医師から見れば「こんなもんだろうな」と立ち上がるにも事欠く自らを省みながら馬鹿なコースの選択をしたものだ、と思慮の浅さにまた反省です。

立ち上がり方、歩き方がおかしい
 翌18日、大分県と熊本県を結ぶ長大トンネル「滝室坂トンネル貫通式」でした。「滝室」というだけに出水が多い地域、しかも外輪山をくりぬく傾斜4度の勾配の難工事です。貫通式ですので最終完成まではまだまだ時間がかかります。

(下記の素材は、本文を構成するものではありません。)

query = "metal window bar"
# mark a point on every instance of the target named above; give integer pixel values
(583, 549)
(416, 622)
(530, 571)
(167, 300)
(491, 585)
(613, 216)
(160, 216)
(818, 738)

 トンネルの入口に「凡事徹底」という銘板プレートがありました。「当たり前の事でもきちんと注意を徹底しなさい」という戒めの言葉です。これが私には足りなかった、と改めて感じました。挨拶や樽開き、万歳の時の立ち上がり方、歩き方がおかしいとみんなから言われ、とうとう白状しました。

痛い痛い一日
 利尻登山はキャンセルです。いくつかの行事もキャンセルが出るかもしれません。一か月は養生が続きます。わずかの不注意がこのようなことを招きます。これまで何度反省して来た事か。
しかし完全に治癒したら、いつの日か利尻山に登りたいものです。そのための前哨戦として俵山にも登ります。ただし登山道以外は歩きません。痛い痛い一日でした。